Header — declares the PDF version (%PDF-1.7, etc.)
Body — a series of objects representing pages, fonts, images, content streams
Cross-reference table — a directory that says "object 47 is at byte offset 18,294"
Trailer — points to the start of the cross-reference table

Each object can be:

A page — describes one page's size, content, and resources
A content stream — a sequence of drawing commands (like "draw the letter A at this position in this font")
A font — full or subset font data
An image — embedded raster image
A form (XObject) — a reusable drawing object
A metadata dictionary — author, title, creation date

When you open a PDF, the viewer reads the trailer, jumps to the cross-reference table, finds the root page object, and starts rendering. The structure is designed for fast random access — you can open a 1000-page PDF and jump to page 500 without reading the previous 499.

Why text in PDFs is sometimes selectable and sometimes not

This trips people up constantly. You try to copy text from a PDF and either nothing happens or you get a rectangle highlight. What's going on?

Text-based PDFs store text as character codes plus drawing instructions: "place the character 'H' at position (72, 720) in 12-point Times." You can copy, search, and resize this text without quality loss because it's stored as text.

Image-based PDFs store pages as images. Each page is essentially a JPEG or TIFF embedded in the PDF. There is no text as such — only pixels arranged to look like text. You can't copy, search, or extract this text without first running it through OCR (Optical Character Recognition).

Scanners and many phone scanner apps produce image-based PDFs by default. Word, Google Docs, LaTeX, and similar tools produce text-based PDFs. A "Save as PDF" from a browser or word processor almost always gives you text-based output.

Tip

Quick test: open a PDF and try to select a word. If the cursor moves through the text letter by letter, it's text-based. If selection grabs whole rectangles, it's image-based and you'd need OCR to extract the text.

Why PDFs preserve formatting (when other formats don't)

A Word document describes content abstractly: "this is a paragraph in Body Text style." The visual result depends on which fonts your computer has, which version of Word you have, and your screen size.

A PDF describes content concretely: "this page has the character 'A' rendered at position (72, 720) in the embedded Helvetica font at 12 points." The visual result is locked. Every viewer that can read PDFs will produce identical output.
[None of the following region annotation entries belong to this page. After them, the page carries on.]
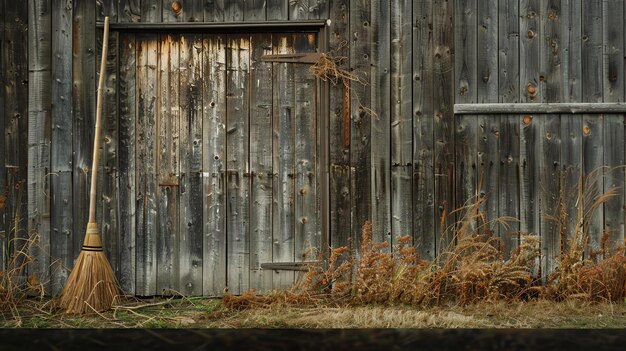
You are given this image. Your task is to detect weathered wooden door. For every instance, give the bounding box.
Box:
[118,33,321,295]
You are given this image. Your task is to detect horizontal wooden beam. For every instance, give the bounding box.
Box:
[96,20,327,33]
[454,102,626,115]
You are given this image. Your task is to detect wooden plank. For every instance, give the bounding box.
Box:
[292,33,322,262]
[432,0,454,251]
[350,0,370,253]
[581,1,604,253]
[250,34,273,292]
[243,0,267,21]
[476,1,500,237]
[454,0,478,227]
[519,0,542,256]
[602,0,625,250]
[538,0,564,276]
[27,1,52,293]
[0,2,29,279]
[289,0,314,21]
[368,1,390,244]
[492,1,520,257]
[117,0,141,23]
[412,1,437,260]
[118,34,137,294]
[454,102,626,115]
[174,34,204,296]
[561,0,583,254]
[388,0,414,242]
[224,0,244,22]
[154,34,179,295]
[141,0,161,23]
[204,0,225,22]
[202,35,226,296]
[100,32,120,286]
[135,35,158,296]
[272,34,296,289]
[329,0,352,252]
[72,2,95,286]
[0,2,5,270]
[267,0,289,21]
[49,1,73,295]
[226,35,250,294]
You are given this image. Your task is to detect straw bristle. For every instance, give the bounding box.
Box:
[59,250,118,314]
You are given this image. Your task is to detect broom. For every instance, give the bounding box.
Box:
[59,17,118,313]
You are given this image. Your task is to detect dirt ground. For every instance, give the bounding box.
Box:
[0,298,626,328]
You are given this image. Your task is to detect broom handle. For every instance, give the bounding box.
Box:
[89,16,109,223]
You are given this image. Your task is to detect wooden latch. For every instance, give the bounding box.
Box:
[261,52,322,63]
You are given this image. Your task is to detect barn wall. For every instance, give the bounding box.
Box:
[0,0,625,294]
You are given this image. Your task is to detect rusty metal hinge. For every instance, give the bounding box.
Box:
[261,52,322,63]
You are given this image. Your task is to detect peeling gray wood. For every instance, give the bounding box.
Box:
[602,0,625,254]
[498,1,521,257]
[272,34,296,289]
[291,33,322,262]
[225,35,250,294]
[202,35,227,296]
[250,34,273,292]
[135,35,158,296]
[50,1,74,295]
[118,34,136,294]
[368,1,390,248]
[174,34,203,296]
[413,1,438,260]
[155,34,179,295]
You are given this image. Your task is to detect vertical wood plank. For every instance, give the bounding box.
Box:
[602,0,624,250]
[432,0,455,253]
[454,0,478,228]
[204,0,225,22]
[293,33,322,261]
[388,0,414,241]
[581,0,604,253]
[476,1,500,237]
[226,35,250,294]
[519,0,542,254]
[243,0,267,21]
[135,34,158,296]
[72,2,96,284]
[272,34,295,289]
[154,34,180,295]
[350,0,370,252]
[366,1,390,244]
[178,34,204,296]
[492,1,523,257]
[99,32,119,286]
[329,0,352,252]
[27,1,52,293]
[202,35,226,296]
[413,1,438,260]
[50,1,74,295]
[250,34,273,292]
[224,0,244,22]
[117,34,136,294]
[538,0,563,274]
[561,0,583,254]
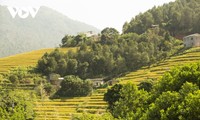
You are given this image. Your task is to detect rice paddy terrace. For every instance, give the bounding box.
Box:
[118,47,200,84]
[0,48,76,74]
[34,89,107,120]
[0,48,200,120]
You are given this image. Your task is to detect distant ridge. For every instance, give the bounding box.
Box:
[0,5,99,57]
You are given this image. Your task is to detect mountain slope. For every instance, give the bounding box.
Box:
[0,6,99,57]
[123,0,200,36]
[0,47,77,74]
[118,47,200,84]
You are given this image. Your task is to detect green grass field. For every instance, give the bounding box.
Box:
[34,89,107,120]
[118,47,200,84]
[0,47,200,120]
[0,48,76,74]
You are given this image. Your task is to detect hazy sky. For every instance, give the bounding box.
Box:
[0,0,175,31]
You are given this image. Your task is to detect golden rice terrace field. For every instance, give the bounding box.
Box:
[118,47,200,84]
[0,48,76,74]
[34,89,107,120]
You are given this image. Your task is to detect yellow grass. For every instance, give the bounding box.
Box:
[118,47,200,84]
[0,48,77,74]
[34,89,107,120]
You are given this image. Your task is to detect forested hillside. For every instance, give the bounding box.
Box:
[123,0,200,37]
[0,6,98,57]
[37,28,181,79]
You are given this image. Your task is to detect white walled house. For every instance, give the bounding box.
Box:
[183,33,200,48]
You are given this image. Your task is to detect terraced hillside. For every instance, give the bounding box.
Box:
[34,89,107,120]
[0,48,76,74]
[118,47,200,84]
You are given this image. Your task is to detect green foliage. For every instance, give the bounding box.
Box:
[56,75,92,97]
[112,83,148,119]
[123,0,200,36]
[104,84,122,111]
[37,28,182,79]
[72,113,115,120]
[60,34,98,47]
[0,90,35,120]
[5,67,41,85]
[106,63,200,120]
[138,80,153,92]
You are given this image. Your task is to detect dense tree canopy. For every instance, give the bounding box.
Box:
[37,28,181,79]
[105,63,200,120]
[0,89,35,120]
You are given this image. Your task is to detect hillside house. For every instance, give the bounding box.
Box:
[183,33,200,48]
[90,78,104,87]
[49,74,64,86]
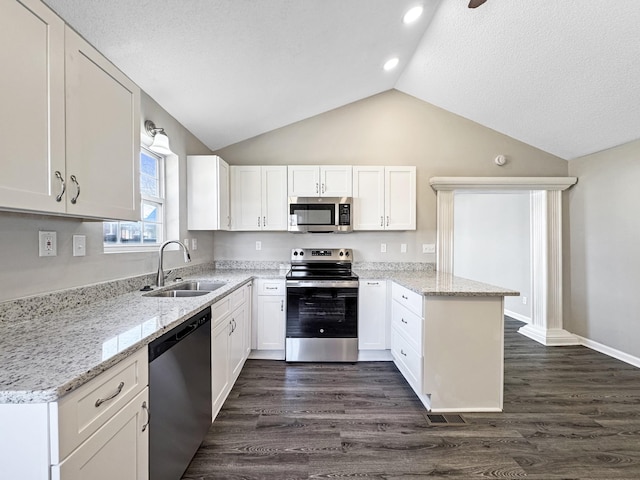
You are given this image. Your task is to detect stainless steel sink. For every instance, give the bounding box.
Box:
[144,280,226,298]
[145,290,211,298]
[169,280,226,292]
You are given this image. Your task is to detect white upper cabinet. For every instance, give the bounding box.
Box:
[187,155,231,230]
[0,0,140,221]
[288,165,353,197]
[65,27,140,221]
[231,165,287,231]
[353,166,416,230]
[0,1,66,213]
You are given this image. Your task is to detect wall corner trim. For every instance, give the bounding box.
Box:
[429,177,578,193]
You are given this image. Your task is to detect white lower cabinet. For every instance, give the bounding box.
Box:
[252,279,287,359]
[51,388,149,480]
[358,280,390,354]
[391,283,424,396]
[0,348,150,480]
[211,284,251,419]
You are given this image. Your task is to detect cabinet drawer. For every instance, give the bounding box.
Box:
[211,295,232,328]
[391,327,422,391]
[391,282,422,317]
[51,348,149,464]
[230,285,247,311]
[391,300,423,352]
[258,280,286,295]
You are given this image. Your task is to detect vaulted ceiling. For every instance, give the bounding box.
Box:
[45,0,640,159]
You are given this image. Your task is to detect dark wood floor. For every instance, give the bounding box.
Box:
[183,319,640,480]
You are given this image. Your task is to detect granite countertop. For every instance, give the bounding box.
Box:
[0,268,518,404]
[356,270,520,297]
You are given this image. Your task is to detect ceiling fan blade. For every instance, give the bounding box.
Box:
[469,0,487,8]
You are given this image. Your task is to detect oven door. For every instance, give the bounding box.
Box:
[287,281,358,338]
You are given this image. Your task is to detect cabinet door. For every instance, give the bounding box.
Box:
[262,166,288,231]
[0,0,65,212]
[320,165,353,197]
[65,27,140,221]
[358,280,390,350]
[353,167,384,230]
[257,295,286,350]
[287,165,320,197]
[187,155,230,230]
[229,303,247,384]
[211,321,231,418]
[231,166,262,231]
[51,388,149,480]
[384,167,416,230]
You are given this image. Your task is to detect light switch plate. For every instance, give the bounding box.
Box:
[73,235,87,257]
[38,231,58,257]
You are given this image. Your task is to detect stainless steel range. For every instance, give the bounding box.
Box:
[285,248,358,362]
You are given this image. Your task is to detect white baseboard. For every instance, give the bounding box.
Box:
[504,309,531,323]
[576,335,640,368]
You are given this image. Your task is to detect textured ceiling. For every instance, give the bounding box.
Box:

This is why PDFs are the format of choice for legal contracts, government forms, and printed materials — the recipient sees exactly what you sent. It's also why PDFs are harder to edit than Word documents: there's no "paragraph" concept underneath, just placed characters.

The PDF/A standard (long-term archival)

PDF/A is a stricter subset of PDF specifically designed for archival storage. The key constraints:

All fonts must be embedded (no relying on external font availability)
No external references (no links to web pages, no audio/video that lives elsewhere)
No encryption that requires a decryption key (anyone in the future must be able to open the file)
Standardized color profiles must be embedded
No JavaScript (which could behave differently in future viewers)

Government archives, libraries, and legal repositories often require PDF/A specifically because it can be opened reliably decades from now. Most modern PDF tools have a "Save as PDF/A" or "PDF/A-compliant" export option.

PDF/X (print production) and other variants

A few other named variants exist:

PDF/X — for prepress and commercial printing; constraints on color profiles, fonts, and bleed marks
PDF/E — for engineering drawings; supports 3D models, technical annotations
PDF/UA — for accessibility; requires proper tagging, alternate text, reading order

These exist because the base PDF spec is permissive — it lets you do many things. The variants narrow that to what's appropriate for specific use cases.

Common PDF operations and what they're really doing

Merging

Combining the page trees of two or more PDFs into one. No re-rendering, no quality loss. See how to combine PDFs.

Splitting

Extracting some pages into a new PDF, leaving the rest behind. Like merging, structural — no quality loss.

Compressing

Re-encoding embedded images at lower quality, downsampling resolution, subsetting fonts, and discarding unused objects. See why PDFs get large and how to fix it.

Converting to JPG

Rasterizing each page at a chosen DPI. Loses text selectability — you end up with images of pages. See the complete PDF to JPG guide.

Extracting text

Reads the text content from a text-based PDF (or runs OCR on an image-based one) and outputs plain text. Try the PDF to text tool.

Rotating, reordering, deleting pages

All structural — modifying the page tree without touching the underlying content streams. Fast and lossless.

Adding page numbers or watermarks

Drawing new content on top of existing pages. The new content becomes part of the page after saving. See how to add page numbers or how to watermark a PDF.

Free tool

Try a free PDF tool — all run in your browser

Combine multiple PDFs into one file.

Try Merge PDF

Why PDFs are hard to edit

A common frustration: "I just want to change one word in this PDF." Why is it so much harder than editing a Word doc?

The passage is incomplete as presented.